I was quietly panicking.
I’m not great off the cuff, so I just trusted my notes. It went fine, I think. The one teenager there even thanked me.
• Lesson 1: Churches within Mennonite Church Canada vary widely, including a wealth of newcomers. Don’t make assumptions about the audience/readership. Get to know them.
That same Sunday we reconvened for afternoon discussion in the sanctuary followed by pizza in the fellowship hall. (Step aside casserole. . . .)
The turnout was impressive; the discussion was turbulent. I faced resistance from various people, most ardently from a farmer and former municipal leader whom I’ll call Bob.
I felt I responded graciously, but it was tiring, so I was happy to retire to the fellowship hall. I was not as happy that my wife Jennifer, ahead of me in the pizza line, went to sit at Bob’s table. It’s always easier to avoid conflict, but I could only follow.
Bob, whom I did not know previously, had a copy of the Germinating Conversations book by his plate. I knew why. The book is rooted in a series of interactions between large and small farmers, including myself, in Manitoba.
My contribution to the book—a raw critique of big farmers, which was reprinted in this magazine—drew the ire of the John Deere crowd. (John Deere is a popular brand of farm equipment.)
After not much small talk with Bob and his wife, he calmly said my piece in the book had made him “livid.” I calmly said I was interested in what specifically upset him.
The three of us talked frankly and respectfully. I pushed some points, but also confessed that my dad—a retired farmer and my go-to advisor on walking the line between challenging and unnecessarily antagonizing—had cringed when he read the piece.
Once we moved from pizza to apple crisp, Bob and his wife talked about how people used to have good debates in church. It used to be more acceptable to openly disagree. People were able to move on.
• Lesson 2: Talk through the tough stuff. Disagreement does not mean we are faulty Christians. It is awkward and uncomfortable, but also essential to life, community and spiritual growth. Jesus pretty much gravitated toward messy situations.
I once took a class at Menno Simons College called “Conflict as creative catalyst.” Great name, great class.
My goal is to make tension creative, leaning on the maxim: humility before purity.
And next time I cross paths with Bob, I’ll be happy to see him.
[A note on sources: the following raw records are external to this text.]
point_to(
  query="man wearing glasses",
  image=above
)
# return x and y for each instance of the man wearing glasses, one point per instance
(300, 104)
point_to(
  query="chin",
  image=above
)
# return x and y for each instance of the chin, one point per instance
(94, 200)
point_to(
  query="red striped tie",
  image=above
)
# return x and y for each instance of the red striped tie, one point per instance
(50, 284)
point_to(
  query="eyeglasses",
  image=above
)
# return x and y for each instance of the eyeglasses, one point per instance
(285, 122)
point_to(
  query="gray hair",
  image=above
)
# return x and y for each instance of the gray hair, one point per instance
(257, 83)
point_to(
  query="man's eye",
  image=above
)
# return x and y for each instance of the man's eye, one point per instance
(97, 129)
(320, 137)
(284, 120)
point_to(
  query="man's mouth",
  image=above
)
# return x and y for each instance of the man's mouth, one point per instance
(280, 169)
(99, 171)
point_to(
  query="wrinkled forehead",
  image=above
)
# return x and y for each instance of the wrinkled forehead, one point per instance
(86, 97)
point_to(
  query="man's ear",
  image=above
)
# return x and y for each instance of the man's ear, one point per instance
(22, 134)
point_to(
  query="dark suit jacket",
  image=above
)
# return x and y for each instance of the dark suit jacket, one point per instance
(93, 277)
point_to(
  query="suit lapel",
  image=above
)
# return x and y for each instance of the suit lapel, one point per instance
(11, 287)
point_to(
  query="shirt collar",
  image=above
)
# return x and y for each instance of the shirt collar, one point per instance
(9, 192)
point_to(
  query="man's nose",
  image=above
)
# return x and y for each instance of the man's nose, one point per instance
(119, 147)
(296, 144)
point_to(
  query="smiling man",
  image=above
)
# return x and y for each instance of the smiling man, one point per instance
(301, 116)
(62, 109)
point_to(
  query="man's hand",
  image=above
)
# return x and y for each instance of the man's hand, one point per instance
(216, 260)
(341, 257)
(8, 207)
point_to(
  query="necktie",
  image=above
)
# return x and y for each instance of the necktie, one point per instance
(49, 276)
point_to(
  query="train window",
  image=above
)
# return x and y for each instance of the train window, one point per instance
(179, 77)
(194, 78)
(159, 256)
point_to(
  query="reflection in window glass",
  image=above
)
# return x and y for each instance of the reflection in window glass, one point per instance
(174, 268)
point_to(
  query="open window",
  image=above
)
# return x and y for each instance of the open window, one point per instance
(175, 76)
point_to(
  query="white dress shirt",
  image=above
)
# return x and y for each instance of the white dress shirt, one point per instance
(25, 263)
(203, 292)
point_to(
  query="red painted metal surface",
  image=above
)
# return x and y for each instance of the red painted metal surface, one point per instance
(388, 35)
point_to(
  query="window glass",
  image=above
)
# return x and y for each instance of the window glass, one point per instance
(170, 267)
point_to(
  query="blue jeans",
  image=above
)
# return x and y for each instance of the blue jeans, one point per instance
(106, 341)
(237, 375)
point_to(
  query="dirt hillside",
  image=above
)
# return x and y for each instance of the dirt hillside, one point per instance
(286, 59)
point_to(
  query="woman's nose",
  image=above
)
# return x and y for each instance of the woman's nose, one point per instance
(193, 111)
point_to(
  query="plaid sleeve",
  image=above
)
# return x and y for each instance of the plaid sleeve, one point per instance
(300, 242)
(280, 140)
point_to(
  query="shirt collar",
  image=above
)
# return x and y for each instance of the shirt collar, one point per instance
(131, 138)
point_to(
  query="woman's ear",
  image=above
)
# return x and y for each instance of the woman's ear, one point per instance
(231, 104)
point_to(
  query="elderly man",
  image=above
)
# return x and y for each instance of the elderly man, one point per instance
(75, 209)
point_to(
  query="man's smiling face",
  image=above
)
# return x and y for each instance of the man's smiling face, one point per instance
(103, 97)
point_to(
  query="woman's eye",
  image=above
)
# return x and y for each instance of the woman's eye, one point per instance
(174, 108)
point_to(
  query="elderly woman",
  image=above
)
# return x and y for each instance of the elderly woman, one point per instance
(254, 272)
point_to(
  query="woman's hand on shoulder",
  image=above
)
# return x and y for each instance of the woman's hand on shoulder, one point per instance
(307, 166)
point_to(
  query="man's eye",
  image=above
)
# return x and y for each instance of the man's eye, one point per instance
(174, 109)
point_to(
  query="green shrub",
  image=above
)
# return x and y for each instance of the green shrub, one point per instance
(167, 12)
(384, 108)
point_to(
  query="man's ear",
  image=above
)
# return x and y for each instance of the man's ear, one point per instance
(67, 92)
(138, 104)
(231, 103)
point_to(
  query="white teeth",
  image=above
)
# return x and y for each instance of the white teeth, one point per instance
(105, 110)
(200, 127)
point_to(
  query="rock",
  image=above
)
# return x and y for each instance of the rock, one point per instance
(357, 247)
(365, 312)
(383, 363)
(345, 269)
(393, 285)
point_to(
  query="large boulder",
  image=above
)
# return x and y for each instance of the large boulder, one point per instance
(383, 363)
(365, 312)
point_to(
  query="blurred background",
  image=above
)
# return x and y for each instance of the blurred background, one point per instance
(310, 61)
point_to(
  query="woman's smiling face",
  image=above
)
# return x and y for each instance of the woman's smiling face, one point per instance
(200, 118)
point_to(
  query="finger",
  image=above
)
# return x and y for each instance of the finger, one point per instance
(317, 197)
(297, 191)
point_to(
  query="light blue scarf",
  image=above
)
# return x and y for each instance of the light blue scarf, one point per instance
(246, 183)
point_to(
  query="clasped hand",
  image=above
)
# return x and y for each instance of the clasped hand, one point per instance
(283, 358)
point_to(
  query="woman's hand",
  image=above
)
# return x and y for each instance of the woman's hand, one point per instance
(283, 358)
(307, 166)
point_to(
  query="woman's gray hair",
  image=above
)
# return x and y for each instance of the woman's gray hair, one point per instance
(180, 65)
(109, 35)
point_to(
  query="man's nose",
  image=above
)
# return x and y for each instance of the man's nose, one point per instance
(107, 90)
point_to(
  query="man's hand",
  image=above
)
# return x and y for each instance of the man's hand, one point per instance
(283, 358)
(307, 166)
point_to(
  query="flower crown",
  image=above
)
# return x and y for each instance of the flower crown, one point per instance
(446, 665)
Back to the Q&A in the sanctuary. At one point the assistant pastor noted that none of the discussion had been about the spiritual dimensions of climate change, even though the last and longest point in my article—the basis for our discussion—was about love, grace and transformation. “The inner journey is the outer journey.”
• Lesson 3: It takes intentionality and courage to talk, or write, about the stuff that matters most: our deepest longings, fears, doubts, passions. It involves risk. It may not feel safe. It might even involve disagreement.
But in sharing the prayers of our hearts, we can come closer to a place of belonging with one another and with God. Contributing in a small way to that sense of belonging—which transcends difference—is my wish for this magazine.
Finally, as I start in the role of editor, I acknowledge with much gratitude Ginny Hostetler and many others before her and beside her who have laid the foundation on which we continue to build.